Тронхейм. 22 декабря 1942 года
Одной из лучших баз немецких подводных лодок в Норвегии был Тронхейм. От воздушных налетов лодки спасал накат бетона четырехметровой толщины. К осени 1942 года пора легких побед прошла. Уже дважды полностью обновлялся состав флотилии. Лишь одна лодка — U-553 — казалась неуязвимой. Ею с начала войны бессменно командовал корветтен-капитан Карл Турман. Хотя было ему всего 24 года, но на базе за ним прочно закрепилась кличка «старый хитрый лис». С завистью так его называли. Выжить два года в подводной войне значительно труднее, чем прокоптить сто лет на берегу.
К выходу все было готово, и Карл отправился в город. Он не обращал внимания на дождь — моросящий, холодный, на редких прохожих, жавшихся к серым, мокрым стенам старых-престарых домов, не поднимал глаз, даже когда приближался стук солдатских сапог и чья-то рука взлетала, приветствуя его. Казалось, корветтен-капитан был поглощен лишь соблюдением точности шага и созерцанием собственного зыбкого отражения в мокром граните мостовой.

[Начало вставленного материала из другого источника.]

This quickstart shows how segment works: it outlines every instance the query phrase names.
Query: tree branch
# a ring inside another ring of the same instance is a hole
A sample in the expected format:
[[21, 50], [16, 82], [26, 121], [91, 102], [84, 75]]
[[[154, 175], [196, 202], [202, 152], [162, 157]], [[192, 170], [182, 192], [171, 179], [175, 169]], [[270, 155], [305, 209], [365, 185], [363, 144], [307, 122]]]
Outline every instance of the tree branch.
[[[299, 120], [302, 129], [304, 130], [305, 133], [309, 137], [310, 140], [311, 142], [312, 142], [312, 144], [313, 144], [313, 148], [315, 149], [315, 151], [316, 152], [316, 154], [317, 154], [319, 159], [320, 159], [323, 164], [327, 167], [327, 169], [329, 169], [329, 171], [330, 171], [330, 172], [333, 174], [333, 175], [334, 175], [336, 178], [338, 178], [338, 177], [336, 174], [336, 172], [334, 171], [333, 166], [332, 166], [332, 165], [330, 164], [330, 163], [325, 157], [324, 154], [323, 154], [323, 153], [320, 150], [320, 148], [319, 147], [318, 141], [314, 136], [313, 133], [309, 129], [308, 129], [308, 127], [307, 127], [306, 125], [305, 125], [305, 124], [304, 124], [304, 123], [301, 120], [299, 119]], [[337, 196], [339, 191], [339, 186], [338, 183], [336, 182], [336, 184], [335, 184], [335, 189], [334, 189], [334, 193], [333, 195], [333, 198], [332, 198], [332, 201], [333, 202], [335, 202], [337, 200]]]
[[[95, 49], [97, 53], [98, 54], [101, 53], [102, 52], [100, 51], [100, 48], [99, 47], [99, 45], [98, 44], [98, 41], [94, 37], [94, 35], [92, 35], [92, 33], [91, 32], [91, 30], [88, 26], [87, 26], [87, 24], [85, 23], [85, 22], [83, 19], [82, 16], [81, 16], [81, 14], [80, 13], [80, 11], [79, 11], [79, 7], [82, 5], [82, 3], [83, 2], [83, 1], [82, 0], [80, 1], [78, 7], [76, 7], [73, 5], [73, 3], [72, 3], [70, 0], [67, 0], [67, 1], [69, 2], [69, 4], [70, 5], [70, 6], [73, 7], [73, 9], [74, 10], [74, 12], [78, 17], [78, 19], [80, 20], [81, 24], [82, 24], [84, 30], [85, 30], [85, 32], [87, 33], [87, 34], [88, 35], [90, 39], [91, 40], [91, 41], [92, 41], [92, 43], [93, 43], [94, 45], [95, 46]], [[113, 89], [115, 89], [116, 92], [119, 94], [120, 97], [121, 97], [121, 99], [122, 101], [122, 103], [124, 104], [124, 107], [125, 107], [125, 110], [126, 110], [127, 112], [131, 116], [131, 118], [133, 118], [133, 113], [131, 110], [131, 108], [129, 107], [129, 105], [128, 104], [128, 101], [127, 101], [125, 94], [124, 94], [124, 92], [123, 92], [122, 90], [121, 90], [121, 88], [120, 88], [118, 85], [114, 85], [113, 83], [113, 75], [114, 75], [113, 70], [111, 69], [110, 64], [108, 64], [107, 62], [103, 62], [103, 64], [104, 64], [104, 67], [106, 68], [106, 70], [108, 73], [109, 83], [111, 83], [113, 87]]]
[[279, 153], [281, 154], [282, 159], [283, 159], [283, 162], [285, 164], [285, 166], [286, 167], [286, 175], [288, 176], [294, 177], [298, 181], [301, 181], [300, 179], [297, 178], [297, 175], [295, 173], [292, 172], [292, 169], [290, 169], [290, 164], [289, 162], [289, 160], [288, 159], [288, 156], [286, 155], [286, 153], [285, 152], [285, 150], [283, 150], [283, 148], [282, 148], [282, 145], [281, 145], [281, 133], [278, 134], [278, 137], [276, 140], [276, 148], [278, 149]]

Он поднимался к собору, такому же древнему, как сам город в глубине- фиорда. Когда-то отсюда на крутоносых ладьях уходили викинги искать новые земли и наживу. Собор был построен в те легендарные времена. Гулкий, холодный, с готическими сводами, словно размытыми дневной полумглой, с наивной мозаикой витражей, аскетическими статуями святых и пышными надгробьями, он словно возвращал Карла в тюрингский городок, столь же старый, как и Тронхейм, так же уютно дремлющий в складках лесистых гор. В его городке был собор, до странности похожий на этот, что говорило о духовной близости викингов и нибелунгов. Однако не высокие сравнения, не ностальгия по родине и не сентиментальные воспоминания о провинциальной юности влекли его сюда. Карл Турман был глубоко религиозен и считал святую веру лучшим, что воспринял от горячо любимых родителей. Он с ними расстался всего четыре дня назад.